In the freezer, maybe. You might want to reconsider the part about the oil lasting a month if you're not keeping it very cold. This comes up regularly in garlic threads, but Ideefixe's pdf link above points out that storing garlic in oil at room temperature runs the risk of botulism:

Extreme care must be taken when preparing flavored oils with garlic or when storing garlic in oil. Peeled garlic cloves may be submerged in oil and stored in the freezer for several months. Do not store garlic in oil at room temperature. Garlic-in-oil mixtures stored at room temperature provide perfect conditions for producing botulism toxin (low acidity, no free oxygen in the oil, and warm temperatures). The same hazard exists for roasted garlic stored in oil. At least three outbreaks of botulism associated with garlic-in-oil mixtures have been reported in North America.

But to the question: using 10-12 heads of garlic in a couple of weeks is easy. Roast them and spread the refrigerated (or easily frozen) result on everything you eat - omelets, sandwiches, dissolved in sauces or soups, tossed into hummus, mashed potatoes or pasta salad...the possibilities are endless, and I've had it stay usable in the frig for at least 2 weeks. The Pioneer Woman Cooks has a good recipe for roasting 8 heads at once in a pie pan.
posted by mediareport at 9:48 PM on November 19, 2013 [1 favorite]

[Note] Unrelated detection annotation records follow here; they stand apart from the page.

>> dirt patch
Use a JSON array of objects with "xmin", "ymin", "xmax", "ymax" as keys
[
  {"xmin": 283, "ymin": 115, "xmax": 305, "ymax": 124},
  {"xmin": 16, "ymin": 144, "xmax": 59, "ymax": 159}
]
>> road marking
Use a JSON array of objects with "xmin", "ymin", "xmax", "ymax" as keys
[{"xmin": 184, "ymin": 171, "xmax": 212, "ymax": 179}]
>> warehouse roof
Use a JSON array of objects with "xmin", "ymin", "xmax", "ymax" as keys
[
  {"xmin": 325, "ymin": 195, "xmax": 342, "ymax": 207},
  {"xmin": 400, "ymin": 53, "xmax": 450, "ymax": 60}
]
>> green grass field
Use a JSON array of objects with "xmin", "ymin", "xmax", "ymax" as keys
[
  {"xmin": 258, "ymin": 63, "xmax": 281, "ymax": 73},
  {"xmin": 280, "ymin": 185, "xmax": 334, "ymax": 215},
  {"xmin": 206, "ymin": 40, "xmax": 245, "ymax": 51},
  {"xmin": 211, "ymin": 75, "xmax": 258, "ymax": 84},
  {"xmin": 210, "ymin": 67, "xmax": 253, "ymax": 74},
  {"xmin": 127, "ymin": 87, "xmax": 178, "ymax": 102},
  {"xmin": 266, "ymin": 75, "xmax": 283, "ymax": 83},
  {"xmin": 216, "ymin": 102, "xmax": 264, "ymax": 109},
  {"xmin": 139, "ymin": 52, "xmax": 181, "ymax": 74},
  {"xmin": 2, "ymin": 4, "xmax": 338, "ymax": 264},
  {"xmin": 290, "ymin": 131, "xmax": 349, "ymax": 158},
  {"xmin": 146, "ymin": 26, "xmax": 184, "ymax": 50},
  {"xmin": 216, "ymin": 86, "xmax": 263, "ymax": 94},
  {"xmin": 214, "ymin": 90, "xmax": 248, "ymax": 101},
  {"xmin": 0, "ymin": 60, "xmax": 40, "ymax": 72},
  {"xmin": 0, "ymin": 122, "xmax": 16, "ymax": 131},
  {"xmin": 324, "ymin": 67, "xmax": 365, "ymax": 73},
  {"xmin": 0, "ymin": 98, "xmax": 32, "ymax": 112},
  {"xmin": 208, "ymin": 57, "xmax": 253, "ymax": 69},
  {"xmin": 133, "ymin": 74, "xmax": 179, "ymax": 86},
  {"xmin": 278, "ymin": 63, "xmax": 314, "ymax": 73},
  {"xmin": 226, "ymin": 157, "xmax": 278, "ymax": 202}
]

I also suggest pickling some. You can put some sliced red onions in as well. Boiling water bath preserving of vinegar-pickled whatever is really easy. Google for instructions, though, and don't improvise on the recipes or processing instructions to be safest.

The cafeteria at work sometimes makes pizza with white sauce, whole garlic cloves, gorgonzola chunks, and X. Where X is usually grapes, though those might be hard to find now. They also do it with roasted chicken. It"s really good. They're individual size and have 6 or 8 cloves plus whatever's in the sauce.

Plus keep in mind that garlic (especially if it's hardneck garlic) will keep in the dark in a cool-ish place (you know--not in the cabinet above the fridge) for quite a while. I've also found that those garlic storage pots actually work pretty well. You could get a larger terra cotta pot and use the drip tray as a loose lid and store more heads at once. You could also get a mesh bag and hang it in your garage if you have one (and it doesn't freeze.)
posted by sevenless at 10:33 PM on November 19, 2013

If you're ambitious you could make black garlic. Here are some instructions if you'd like to try.

If you have a pressure cooker: garlic confit.
posted by O9scar at 10:42 PM on November 19, 2013 [1 favorite]

Slightly odder, but made for freezing and good if you like sweet/savoury combinations: roasted garlic ice cream (I think I posted this link before somewhere, but it wasn't a garlic thread).
posted by gnimmel at 2:39 AM on November 20, 2013

Bake it! Bake it straight! It's fantastic, and you can spread it on bread, too.
posted by aniola at 1:06 PM on November 20, 2013

You don't need a pressure cooker to make garlic confit. And it's sooooo good.
posted by Lexica at 8:40 PM on November 20, 2013

Garlic soup is sooooo good.
posted by xammerboy at 10:24 PM on November 20, 2013

Lots of garlic butter popcorn. Cook garlic in butter. Add popcorn.
posted by aniola at 1:51 PM on November 21, 2013

Oh jeez.

Seconding '44-clove garlic soup', aka a 44 clove ticket to a happier place.
Because it is. It's creamy, buttery, garlicky goodness.
posted by Elysum at 6:58 PM on November 21, 2013

Maybe you could try your hand at making kimchi.